"She Was Asking For It", a series based on the common belief that a woman's way of dressing provokes sexual aggression in males — a form of removing the blame from the attacker to the victim.
This series is a visual catalog of personal items that depicts the vast range of sex victims. These items are displayed to confront the idea that articles of clothing merit and consent sexual abuse. Some items have been seen as "provocation" while other items are a seen as a sign of "weakness" by sexual attackers. The belief that "provocative" clothing conveys consent wrongly assumes that the only women who are targets of sexual assault are those who wear revealing clothing. In fact, in many cases, females who are victims of rape are those who wear body-concealing clothing because they are seen as passive and submissive.
Under this belief it is also assumed that women must cater to male pleasure. Those who oppose are often labeled as undesirable, damaged, sexually frustrated or gay. Society also encourages the idea that to be "silent" is "modest", 'lady-like" and "knowing your place." Victims who speak out and stand up for themselves are questioned, and it is many times assumed that they "did something" to deserve the abuse.
Often victims are blamed for the sexual harassment or sexual abuse by individuals or institutions whom the victims turn to for help, known as secondary victimization. Victim blaming and inappropriate post-trauma language or behavior by loved ones or medical personnel is especially common in cases that are a result of statutory rape and drug related abuse.
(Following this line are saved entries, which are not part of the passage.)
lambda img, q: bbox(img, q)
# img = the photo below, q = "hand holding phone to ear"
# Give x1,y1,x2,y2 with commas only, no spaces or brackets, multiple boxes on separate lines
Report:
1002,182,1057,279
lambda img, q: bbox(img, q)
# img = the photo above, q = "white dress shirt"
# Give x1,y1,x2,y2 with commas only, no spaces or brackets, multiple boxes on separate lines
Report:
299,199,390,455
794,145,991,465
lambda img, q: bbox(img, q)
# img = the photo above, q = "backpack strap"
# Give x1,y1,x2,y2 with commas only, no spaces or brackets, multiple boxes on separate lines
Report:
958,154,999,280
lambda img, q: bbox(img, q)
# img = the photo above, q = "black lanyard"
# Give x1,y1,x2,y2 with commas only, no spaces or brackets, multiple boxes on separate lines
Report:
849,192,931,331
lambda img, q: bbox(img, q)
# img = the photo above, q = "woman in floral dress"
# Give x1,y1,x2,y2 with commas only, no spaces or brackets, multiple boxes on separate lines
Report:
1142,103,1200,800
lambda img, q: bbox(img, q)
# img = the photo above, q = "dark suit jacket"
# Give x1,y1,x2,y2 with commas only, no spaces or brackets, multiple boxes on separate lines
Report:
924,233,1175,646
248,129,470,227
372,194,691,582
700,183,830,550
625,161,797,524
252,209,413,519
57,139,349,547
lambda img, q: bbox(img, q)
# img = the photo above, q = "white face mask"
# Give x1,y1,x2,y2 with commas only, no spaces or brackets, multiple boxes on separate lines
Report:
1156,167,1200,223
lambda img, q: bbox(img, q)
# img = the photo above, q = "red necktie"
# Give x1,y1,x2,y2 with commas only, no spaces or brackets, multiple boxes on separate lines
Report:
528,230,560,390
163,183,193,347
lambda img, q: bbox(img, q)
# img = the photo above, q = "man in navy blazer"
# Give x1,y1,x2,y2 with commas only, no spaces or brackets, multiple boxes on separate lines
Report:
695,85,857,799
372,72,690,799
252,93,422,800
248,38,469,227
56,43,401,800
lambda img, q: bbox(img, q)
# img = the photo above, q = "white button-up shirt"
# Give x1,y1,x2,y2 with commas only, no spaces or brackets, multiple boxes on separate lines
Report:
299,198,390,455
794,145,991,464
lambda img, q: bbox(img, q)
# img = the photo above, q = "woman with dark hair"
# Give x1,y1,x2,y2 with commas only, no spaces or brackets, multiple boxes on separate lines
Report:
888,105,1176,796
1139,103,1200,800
This further instills fear, self hate and invalidates the abusive experience of the victims, many of which often suffer abuse again.
The color Pink was the only color used in this series because it is very strongly associated with girls and women. Pink is commonly used as a gender identifier for females. As such, many words used to describe pink have been associated and transferred on to women. Pink is to female as sensitivity is to emotional, tenderness is to weakness, childhood is to naivety, and pretty is to sexual. These associations have further added to the universal confusion women struggle with and what role they are meant to play.
As a society it is crucial that we show support to the victims of sexual abuse and discourage the behaviors and languages that perpetuate violence against women and continue to blame the victim rather than the attacker. This series is my way of speaking up for the voiceless victims, those that hide in fear for speaking up against their attacker, those afraid to be blamed for their own abuse, and those who have spoken up but have been silenced. This series is standing up against the belief that those attacked were "asking for it." The idea that one's clothing is enough to justify these crimes is degrading to women and clearly shows whose side society is on. One in three women have been victims of sexual abuse, it's time to change those numbers.